Sometimes I pretend for Elena, too – I don’t actually care that much about unicorn politics from My Little Pony – and I remember all the times my mother has tried to mimic western-style boundaries for my sake. (It was too much to ask her to knock before entering my childhood room, or call before she visited my adulthood home, but now and then she’d toss me a ceremonial “is this a good time?”) I judged her for navigating these American boundaries so clumsily, plodding along until something stressful caused her to stumble and her gargantuan rucksack of Iranian expectations spilled out.

“They’ve been through so much,” my friend reminds me.
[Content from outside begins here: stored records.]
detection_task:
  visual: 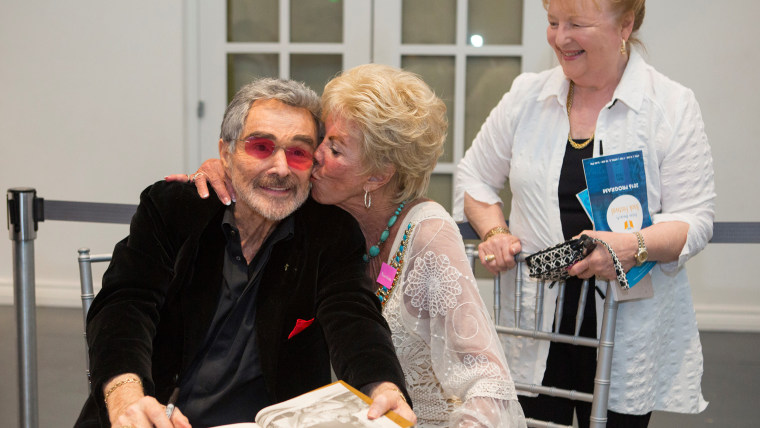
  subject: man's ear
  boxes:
[219,138,232,170]
[364,165,396,192]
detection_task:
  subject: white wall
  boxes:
[0,0,184,306]
[0,0,760,330]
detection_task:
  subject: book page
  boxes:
[211,422,260,428]
[256,381,411,428]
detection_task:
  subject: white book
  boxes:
[214,380,412,428]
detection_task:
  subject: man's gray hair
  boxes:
[219,77,321,151]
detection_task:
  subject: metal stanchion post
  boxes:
[7,188,39,428]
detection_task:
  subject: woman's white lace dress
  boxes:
[383,202,525,427]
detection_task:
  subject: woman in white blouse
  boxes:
[174,64,525,428]
[454,0,715,427]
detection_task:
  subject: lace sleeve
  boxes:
[400,218,525,427]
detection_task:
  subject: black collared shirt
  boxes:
[178,208,294,426]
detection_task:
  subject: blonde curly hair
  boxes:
[322,64,448,203]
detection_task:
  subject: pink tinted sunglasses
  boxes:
[240,137,314,171]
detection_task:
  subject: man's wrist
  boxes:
[483,226,509,242]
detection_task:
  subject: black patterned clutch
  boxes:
[525,235,596,281]
[525,234,628,289]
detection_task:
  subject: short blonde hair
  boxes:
[543,0,646,47]
[322,64,448,203]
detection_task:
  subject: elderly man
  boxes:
[77,79,414,427]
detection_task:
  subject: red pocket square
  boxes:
[288,318,314,339]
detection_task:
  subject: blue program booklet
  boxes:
[578,150,655,287]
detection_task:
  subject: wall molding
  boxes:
[0,279,760,333]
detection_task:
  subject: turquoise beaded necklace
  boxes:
[362,201,406,263]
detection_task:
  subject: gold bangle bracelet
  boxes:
[103,377,142,408]
[483,226,509,242]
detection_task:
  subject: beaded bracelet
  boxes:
[483,226,509,242]
[103,377,142,408]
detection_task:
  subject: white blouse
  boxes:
[383,202,526,427]
[454,50,715,414]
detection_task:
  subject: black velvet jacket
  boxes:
[76,182,408,427]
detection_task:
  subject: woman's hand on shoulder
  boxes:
[165,159,230,205]
[568,230,639,280]
[478,233,522,275]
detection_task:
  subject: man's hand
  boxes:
[164,158,237,205]
[365,382,417,424]
[103,374,191,428]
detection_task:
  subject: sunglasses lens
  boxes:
[245,138,314,171]
[245,138,274,159]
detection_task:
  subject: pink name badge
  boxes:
[377,263,396,290]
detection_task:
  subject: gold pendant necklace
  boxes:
[566,80,595,150]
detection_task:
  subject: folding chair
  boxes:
[77,248,111,389]
[465,243,618,428]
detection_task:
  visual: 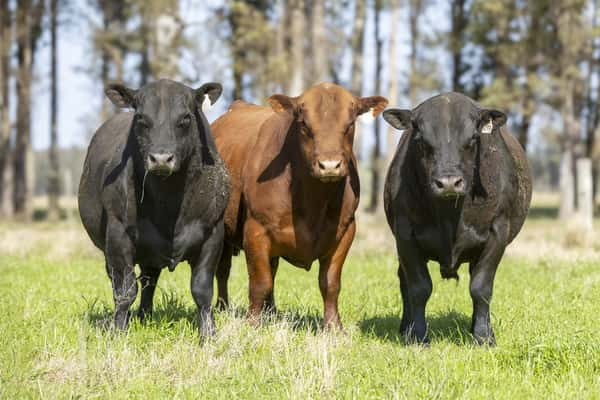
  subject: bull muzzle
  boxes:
[316,158,346,182]
[431,175,466,198]
[146,152,177,176]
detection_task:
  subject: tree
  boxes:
[367,0,383,213]
[386,0,400,165]
[48,0,60,220]
[0,0,12,215]
[309,0,331,84]
[287,0,306,96]
[13,0,44,219]
[449,0,468,93]
[350,0,367,159]
[408,0,425,105]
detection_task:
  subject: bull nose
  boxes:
[316,158,344,182]
[148,153,175,175]
[318,160,342,175]
[433,175,465,196]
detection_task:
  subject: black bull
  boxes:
[79,80,230,337]
[384,93,531,344]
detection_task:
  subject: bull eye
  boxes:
[135,114,150,129]
[300,124,313,138]
[177,114,192,128]
[345,122,354,134]
[465,135,477,150]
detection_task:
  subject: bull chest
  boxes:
[136,218,206,270]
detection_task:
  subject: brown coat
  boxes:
[212,84,387,327]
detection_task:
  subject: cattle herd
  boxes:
[79,80,531,345]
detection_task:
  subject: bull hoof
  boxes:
[136,308,152,324]
[322,321,346,335]
[246,313,261,328]
[215,298,229,312]
[400,322,431,347]
[473,333,496,347]
[113,311,131,331]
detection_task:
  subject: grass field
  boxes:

Be kind, she means, and remember the funny doctor who solved maths puzzles and, in another universe, could have been my friend. Imagine her as a confused child, tiptoeing that dark minefield of a mid-century Tehrani household, slapped for uttering a mysterious new word. I take a deep breath and agree to the next session with the English therapist who makes us behave. Briefly, I look forward to seeing my mother’s face. I miss the good-smelling bunker. I turn on Zoom, we nod hello. Then we open our mouths, speaking over each other in our foreign tongues.